Yitbarek is designing a course called Gut Health of Domestic Animals (ANFS 467/667) to teach students what happens in a chicken’s intestines. The course covers issues such as how a chicken’s intestines absorb nutrients, what types of infections can compromise intestinal health, how the chicken responds to the infection, and how the host interacts with the beneficial microbes in the intestines.

In addition to his work on chicken intestinal health, Yitbarek also researches vaccines to protect poultry against viral and bacterial diseases.

Highly pathogenic bird flu, commonly known as bird flu, is highly contagious and fatal. Even if one chicken in a flock tests positive, the entire flock must be destroyed to prevent the virus from spreading. An ongoing outbreak of bird flu in the US began in 2022 and has affected more than 82 million birds that have died or been killed to keep the virus at bay. The outbreak is attributed to wild birds that can carry the virus and excrete it through their feces or saliva.

The U.S. Department of Agriculture is working to identify vaccines for the current strain of bird flu that it can distribute to commercial poultry. Yitbarek said next-generation vaccine technologies, such as those used to create vaccines that protect people against COVID-19, could have a similar application for bird flu.

“We also want to bring that technology to the poultry sector,” he said. “In addition to inactivated, live-attenuated and recombinant vaccine platforms, our laboratory is interested in using next-generation vaccine platforms such as vector- and nucleotide-based vaccine technologies.”

Yitbarek said he was drawn to UD and the College of Agriculture and Natural Resources because of its focus on poultry – Delaware’s most important agricultural sector.
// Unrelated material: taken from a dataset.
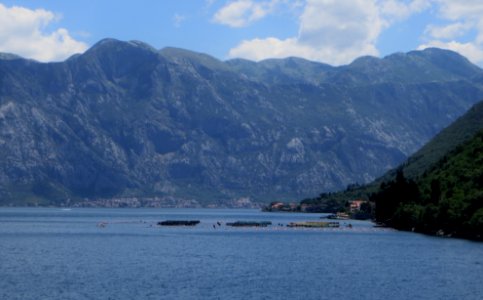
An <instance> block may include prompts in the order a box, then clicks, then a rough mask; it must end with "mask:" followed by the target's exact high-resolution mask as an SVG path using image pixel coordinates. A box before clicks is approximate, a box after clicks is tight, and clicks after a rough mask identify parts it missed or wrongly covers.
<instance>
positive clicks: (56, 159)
mask: <svg viewBox="0 0 483 300" xmlns="http://www.w3.org/2000/svg"><path fill="white" fill-rule="evenodd" d="M482 78H483V71H482V70H481V69H479V68H478V67H476V66H474V65H472V64H471V63H469V62H468V60H466V59H465V58H463V57H462V56H460V55H458V54H456V53H454V52H450V51H446V50H439V49H427V50H424V51H414V52H410V53H407V54H403V53H399V54H394V55H391V56H388V57H386V58H384V59H378V58H374V57H363V58H360V59H357V60H356V61H354V62H353V63H352V64H350V65H347V66H342V67H332V66H328V65H324V64H320V63H316V62H310V61H306V60H303V59H298V58H287V59H282V60H266V61H262V62H259V63H254V62H250V61H245V60H230V61H227V62H222V61H219V60H216V59H214V58H212V57H210V56H207V55H204V54H199V53H194V52H190V51H187V50H182V49H175V48H166V49H162V50H160V51H158V50H156V49H153V48H152V47H150V46H148V45H146V44H143V43H141V42H121V41H116V40H112V39H106V40H103V41H101V42H99V43H98V44H96V45H95V46H93V47H92V48H91V49H89V50H88V51H87V52H86V53H84V54H82V55H76V56H73V57H71V58H70V59H68V60H67V61H65V62H60V63H49V64H43V63H37V62H35V61H32V60H24V59H21V58H18V57H15V56H10V55H9V56H0V152H1V153H2V155H1V156H0V164H1V168H0V199H1V200H0V201H1V203H3V204H9V203H27V202H37V201H41V202H42V201H45V199H48V201H50V202H52V203H60V202H63V201H65V199H67V198H71V199H73V200H75V199H78V198H84V197H88V198H99V197H114V196H147V197H150V196H160V197H162V196H173V197H174V198H183V199H197V200H199V201H200V202H204V203H218V202H219V201H225V200H229V199H236V198H240V197H251V198H252V199H255V200H265V201H270V200H274V199H287V198H291V197H294V198H295V199H300V198H303V197H306V196H312V195H315V194H318V193H319V192H320V191H324V190H335V189H339V188H341V187H344V186H345V185H346V184H348V183H352V182H360V183H362V182H367V181H369V180H372V179H373V178H374V177H376V176H378V175H380V174H382V173H383V172H384V171H385V170H387V169H389V168H390V167H393V166H395V165H397V164H398V163H400V162H401V161H403V160H404V159H405V158H406V156H407V155H409V154H411V153H412V152H414V151H415V150H416V149H417V148H419V147H420V146H421V145H422V144H423V143H425V142H426V141H427V140H429V138H431V137H432V136H433V135H434V134H436V133H437V132H438V131H439V130H440V129H441V128H443V127H445V126H446V125H448V124H449V123H450V122H452V121H453V120H454V119H455V118H457V117H458V116H459V115H461V114H462V113H464V112H465V111H466V110H467V109H468V108H469V107H470V106H471V105H472V104H473V103H475V102H476V101H477V100H479V99H482V98H483V85H482V84H481V82H482V80H481V79H482ZM44 203H45V202H44Z"/></svg>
On the Newark campus, the university has the Charles C. Allen Jr. Biotechnology Laboratory, a world-class facility that researches and diagnoses poultry diseases. And at Georgetown, the university has a Lasher Laboratory that can quickly test and diagnose chickens for diseases. Allen Lab in particular has a biosafety level 3 status, meaning it works with more dangerous pathogens. The world-class laboratory continues to attract prominent researchers to UD.

“Having this lab within walking distance is not something you see often on a college campus,” Yitbarek said.